A crane is holding a bloc of metal of 10 000kg. If the crane's arm weights 1000kg and is 10,0m long, what is the tension in cable a and how big is the force exerted on the pivot of the cranes arm.
the cable passes through the top of the cranes arm and then is vertical whilst holding the bloc of metal. The angle formed by the cable on the left side with the arm is 10* and is of 45* on the right side of the arm, between it and the bloc of metal + cable. I'm sorry but this is the best way for me the explain the image. The crane is pointing to the right.
Thank you
To solve this problem, we can break it down into two parts: finding the tension in cable A and determining the force exerted on the pivot of the crane's arm.
1. Finding the tension in cable A:
Let's consider the forces acting on the crane's arm. We have the weight of the crane's arm itself (1000 kg) acting downward and the tension in cable A acting upward.
Using the principle of equilibrium, we know that the sum of all the forces acting on the arm must be zero.
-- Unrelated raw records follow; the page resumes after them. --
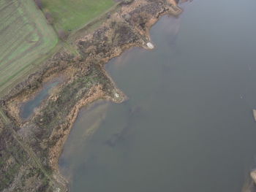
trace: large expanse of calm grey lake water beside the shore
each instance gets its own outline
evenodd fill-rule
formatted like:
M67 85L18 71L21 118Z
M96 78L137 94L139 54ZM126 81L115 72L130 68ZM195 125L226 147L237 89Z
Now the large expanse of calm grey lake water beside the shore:
M238 192L255 168L255 0L197 0L107 65L129 96L82 110L61 155L73 192Z

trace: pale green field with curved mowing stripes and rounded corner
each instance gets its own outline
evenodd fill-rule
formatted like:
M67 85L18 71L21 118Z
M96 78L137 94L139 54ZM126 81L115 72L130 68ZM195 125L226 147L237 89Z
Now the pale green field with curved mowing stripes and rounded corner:
M0 1L0 95L58 42L33 0Z

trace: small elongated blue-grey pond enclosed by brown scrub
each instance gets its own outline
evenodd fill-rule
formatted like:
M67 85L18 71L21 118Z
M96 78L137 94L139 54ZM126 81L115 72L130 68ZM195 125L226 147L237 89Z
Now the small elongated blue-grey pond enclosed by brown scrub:
M42 90L39 91L33 99L22 104L20 107L20 117L23 119L29 118L34 113L34 110L39 107L42 101L48 97L49 91L58 85L58 83L59 81L54 81L45 84Z

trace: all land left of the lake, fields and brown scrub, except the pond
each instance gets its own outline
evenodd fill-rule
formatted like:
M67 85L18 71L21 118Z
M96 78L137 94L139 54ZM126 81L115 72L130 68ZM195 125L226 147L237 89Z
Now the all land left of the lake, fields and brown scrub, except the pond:
M129 47L154 45L149 29L174 0L0 2L0 191L68 191L62 147L81 107L124 93L104 64ZM29 118L20 109L58 81Z

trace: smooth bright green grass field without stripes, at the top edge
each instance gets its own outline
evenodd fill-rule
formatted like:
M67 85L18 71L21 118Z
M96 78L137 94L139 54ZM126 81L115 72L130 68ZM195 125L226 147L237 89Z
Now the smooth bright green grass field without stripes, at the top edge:
M73 31L89 23L115 4L113 0L42 0L57 30Z

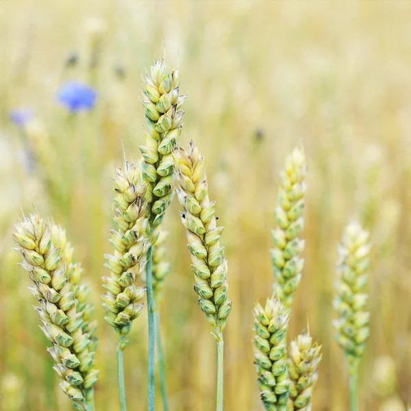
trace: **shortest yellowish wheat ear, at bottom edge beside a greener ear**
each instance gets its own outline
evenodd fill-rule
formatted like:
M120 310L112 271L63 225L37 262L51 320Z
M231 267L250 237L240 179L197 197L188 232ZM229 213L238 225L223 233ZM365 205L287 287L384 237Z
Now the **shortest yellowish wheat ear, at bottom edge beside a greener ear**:
M321 358L321 346L312 343L310 333L300 334L291 342L287 360L290 378L287 411L312 408L312 391L319 377Z

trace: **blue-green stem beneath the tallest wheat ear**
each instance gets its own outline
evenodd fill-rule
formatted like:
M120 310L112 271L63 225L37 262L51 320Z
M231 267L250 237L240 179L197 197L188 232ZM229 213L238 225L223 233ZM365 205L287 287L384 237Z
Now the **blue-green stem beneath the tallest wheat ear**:
M149 319L149 411L155 411L155 329L154 329L154 300L153 277L151 264L153 246L147 252L146 282L147 282L147 310Z

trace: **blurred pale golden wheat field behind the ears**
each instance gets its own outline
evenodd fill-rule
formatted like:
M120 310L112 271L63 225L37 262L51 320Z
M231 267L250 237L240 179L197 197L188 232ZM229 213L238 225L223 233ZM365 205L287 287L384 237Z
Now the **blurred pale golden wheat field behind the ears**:
M166 54L185 103L182 145L206 157L229 264L225 410L262 410L253 369L253 303L271 293L270 229L279 170L292 147L308 158L301 285L289 337L307 326L323 345L314 410L347 410L347 366L334 341L337 245L350 219L373 242L371 338L360 410L411 402L411 2L4 0L0 4L0 409L71 410L38 329L29 280L12 251L13 223L33 205L66 227L99 319L97 410L118 410L115 341L99 295L112 227L114 165L140 158L141 73ZM77 56L73 58L73 56ZM68 63L68 59L71 61ZM77 63L74 60L78 60ZM74 63L75 64L74 64ZM69 114L55 101L67 79L94 86L97 107ZM29 162L14 108L34 109L64 201ZM162 301L171 410L214 407L216 349L195 308L190 257L174 201ZM129 408L147 407L147 318L125 351ZM158 395L160 408L160 394Z

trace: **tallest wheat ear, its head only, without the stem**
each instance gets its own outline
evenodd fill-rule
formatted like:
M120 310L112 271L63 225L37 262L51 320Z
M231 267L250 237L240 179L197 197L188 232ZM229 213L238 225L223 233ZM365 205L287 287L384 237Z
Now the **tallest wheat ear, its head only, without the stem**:
M173 199L173 148L181 134L182 105L185 95L179 95L179 71L171 71L164 60L155 61L151 75L143 77L147 132L142 153L142 176L147 183L147 217L151 229L160 225L166 208Z

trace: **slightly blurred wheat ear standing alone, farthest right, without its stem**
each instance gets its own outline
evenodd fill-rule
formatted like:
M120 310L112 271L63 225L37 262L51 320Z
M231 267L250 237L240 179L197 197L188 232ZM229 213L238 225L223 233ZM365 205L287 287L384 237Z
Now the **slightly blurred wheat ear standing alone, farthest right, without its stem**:
M343 243L338 249L336 298L334 309L338 319L334 321L336 340L349 360L351 375L356 375L358 364L369 337L369 312L364 311L368 295L364 287L368 281L371 244L369 233L359 223L347 225Z

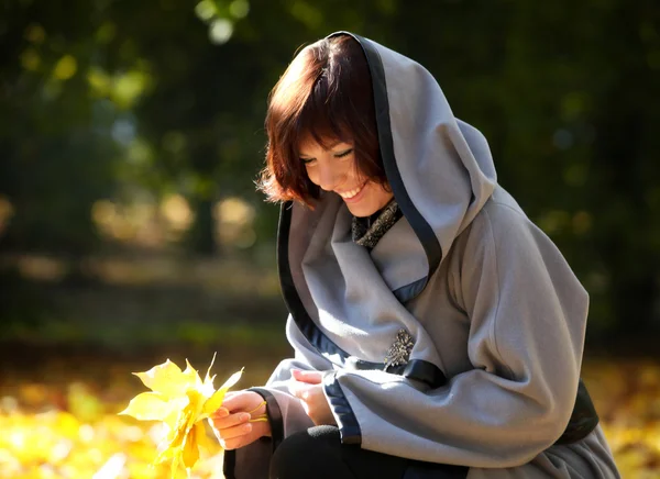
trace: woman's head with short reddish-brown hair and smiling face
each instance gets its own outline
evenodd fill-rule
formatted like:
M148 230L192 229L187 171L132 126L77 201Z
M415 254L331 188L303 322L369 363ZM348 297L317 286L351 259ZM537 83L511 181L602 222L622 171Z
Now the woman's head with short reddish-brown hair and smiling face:
M327 64L330 57L333 62ZM362 57L360 44L339 36L318 49L302 51L273 89L266 168L260 181L271 201L299 200L314 207L320 190L345 199L369 182L370 201L360 207L359 198L352 202L354 214L364 216L392 198L369 68L364 59L356 60Z

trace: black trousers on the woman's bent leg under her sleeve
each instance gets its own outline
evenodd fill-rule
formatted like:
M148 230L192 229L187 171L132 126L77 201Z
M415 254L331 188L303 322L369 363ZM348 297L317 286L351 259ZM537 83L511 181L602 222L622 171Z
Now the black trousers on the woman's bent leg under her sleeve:
M316 426L282 442L271 479L462 479L468 468L405 459L342 445L334 426Z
This gives us the equation:
Tension in cable A - Weight of the arm = 0
Weight of the arm = mass x gravitational acceleration
Weight of the arm = 1000 kg x 9.8 m/s^2 (approximating Earth's gravitational acceleration)
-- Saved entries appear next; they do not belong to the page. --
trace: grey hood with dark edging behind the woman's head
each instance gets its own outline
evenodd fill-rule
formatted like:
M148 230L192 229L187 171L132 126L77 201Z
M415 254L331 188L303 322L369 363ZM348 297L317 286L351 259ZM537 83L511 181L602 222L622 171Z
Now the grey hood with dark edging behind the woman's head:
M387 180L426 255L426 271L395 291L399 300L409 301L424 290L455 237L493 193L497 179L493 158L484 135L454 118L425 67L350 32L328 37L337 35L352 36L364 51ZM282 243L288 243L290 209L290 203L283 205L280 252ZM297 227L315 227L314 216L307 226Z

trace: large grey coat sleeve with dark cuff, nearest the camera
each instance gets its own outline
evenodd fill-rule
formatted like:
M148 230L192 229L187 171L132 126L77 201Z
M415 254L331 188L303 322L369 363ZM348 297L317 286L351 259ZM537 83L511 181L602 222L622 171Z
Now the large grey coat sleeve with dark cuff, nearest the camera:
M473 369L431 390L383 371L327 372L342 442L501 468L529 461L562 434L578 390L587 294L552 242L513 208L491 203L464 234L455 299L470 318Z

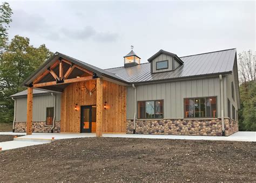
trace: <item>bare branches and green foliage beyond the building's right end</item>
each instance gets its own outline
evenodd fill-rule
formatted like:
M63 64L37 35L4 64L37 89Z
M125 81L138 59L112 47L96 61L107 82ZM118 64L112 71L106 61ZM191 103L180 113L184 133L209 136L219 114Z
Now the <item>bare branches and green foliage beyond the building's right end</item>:
M239 130L256 131L256 82L255 55L252 51L242 52L238 58L240 78Z

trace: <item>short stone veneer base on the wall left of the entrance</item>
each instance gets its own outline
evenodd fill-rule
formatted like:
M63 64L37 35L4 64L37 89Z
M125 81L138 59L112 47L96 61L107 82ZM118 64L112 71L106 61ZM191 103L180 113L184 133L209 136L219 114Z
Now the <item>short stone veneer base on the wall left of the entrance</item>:
M52 125L46 125L46 122L32 122L32 132L50 133ZM15 132L26 132L26 122L15 122ZM60 121L55 122L54 133L60 132Z

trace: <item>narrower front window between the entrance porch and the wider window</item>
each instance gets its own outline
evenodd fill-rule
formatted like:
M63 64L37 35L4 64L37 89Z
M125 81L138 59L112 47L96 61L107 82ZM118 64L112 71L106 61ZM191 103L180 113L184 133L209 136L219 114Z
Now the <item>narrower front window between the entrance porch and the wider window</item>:
M163 118L163 100L138 102L138 118Z

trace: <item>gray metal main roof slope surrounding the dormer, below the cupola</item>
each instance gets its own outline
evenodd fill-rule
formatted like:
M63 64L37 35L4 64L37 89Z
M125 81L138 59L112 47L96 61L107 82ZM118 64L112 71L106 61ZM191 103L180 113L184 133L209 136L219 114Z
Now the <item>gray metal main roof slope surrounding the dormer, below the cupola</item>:
M184 62L175 71L151 73L150 63L139 64L133 67L117 67L105 69L116 74L130 83L155 82L180 78L192 78L214 74L231 74L236 49L202 53L180 57Z

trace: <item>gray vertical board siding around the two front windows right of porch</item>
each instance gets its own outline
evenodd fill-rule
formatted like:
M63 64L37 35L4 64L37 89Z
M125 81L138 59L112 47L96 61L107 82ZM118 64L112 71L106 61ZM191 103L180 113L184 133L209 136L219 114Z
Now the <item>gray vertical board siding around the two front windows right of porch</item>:
M184 118L184 98L217 96L217 113L220 112L220 80L205 78L140 85L137 101L164 100L164 118ZM134 89L127 87L127 119L134 115ZM137 112L137 111L136 111Z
Now, we can solve for the tension in cable A:
Tension in cable A = Weight of the arm
= 1000 kg x 9.8 m/s^2
= 9800 N
Therefore, the tension in cable A is 9800 Newtons.
2. Determining the force exerted on the pivot of the crane's arm:
Now, let's consider the forces acting on the pivot of the crane's arm. We have the tension in cable A acting upward, the weight of the arm acting downward, and the weight of the metal block acting downward.
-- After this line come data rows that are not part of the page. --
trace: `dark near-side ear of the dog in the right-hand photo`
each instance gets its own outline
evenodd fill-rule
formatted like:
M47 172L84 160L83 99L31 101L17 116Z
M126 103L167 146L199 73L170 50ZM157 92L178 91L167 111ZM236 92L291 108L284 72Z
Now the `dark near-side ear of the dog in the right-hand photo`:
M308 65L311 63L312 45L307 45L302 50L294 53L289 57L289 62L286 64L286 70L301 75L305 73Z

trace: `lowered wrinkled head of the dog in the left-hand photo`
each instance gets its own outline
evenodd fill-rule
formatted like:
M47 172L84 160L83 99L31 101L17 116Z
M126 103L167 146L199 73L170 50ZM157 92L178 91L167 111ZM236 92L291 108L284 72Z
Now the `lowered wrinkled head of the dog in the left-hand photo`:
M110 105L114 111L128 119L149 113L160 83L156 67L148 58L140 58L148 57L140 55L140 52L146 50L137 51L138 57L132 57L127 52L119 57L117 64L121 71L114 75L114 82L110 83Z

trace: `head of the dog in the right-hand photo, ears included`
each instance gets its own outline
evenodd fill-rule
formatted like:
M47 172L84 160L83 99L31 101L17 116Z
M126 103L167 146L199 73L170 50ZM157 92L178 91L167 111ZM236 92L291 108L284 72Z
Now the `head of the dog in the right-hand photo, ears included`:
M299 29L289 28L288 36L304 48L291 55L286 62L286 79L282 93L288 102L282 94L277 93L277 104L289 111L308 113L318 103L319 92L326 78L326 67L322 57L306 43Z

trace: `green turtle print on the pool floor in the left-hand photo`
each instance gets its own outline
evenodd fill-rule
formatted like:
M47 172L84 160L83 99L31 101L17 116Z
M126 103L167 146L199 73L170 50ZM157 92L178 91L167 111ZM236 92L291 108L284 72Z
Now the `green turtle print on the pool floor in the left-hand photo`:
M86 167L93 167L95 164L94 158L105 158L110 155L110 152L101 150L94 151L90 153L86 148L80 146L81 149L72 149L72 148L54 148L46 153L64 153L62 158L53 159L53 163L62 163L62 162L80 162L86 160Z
Using the principle of equilibrium again, we know that the sum of all the forces acting on the pivot must be zero. This gives us the equation:
Force on pivot - Weight of the arm - Weight of the metal block = 0
Weight of the metal block = mass x gravitational acceleration
Weight of the metal block = 10000 kg x 9.8 m/s^2
Now, we can solve for the force exerted on the pivot of the crane's arm:
Force on pivot = Weight of the arm + Weight of the metal block
= 1000 kg x 9.8 m/s^2 + 10000 kg x 9.8 m/s^2
= 10000 kg x 9.8 m/s^2 + 100000 kg x 9.8 m/s^2
= 100000 N + 980000 N
= 1080000 N
Therefore, the force exerted on the pivot of the crane's arm is 1,080,000 Newtons.
Please note that in this answer, we have assumed that the arm and the cable are massless, and we have neglected any friction or other external forces.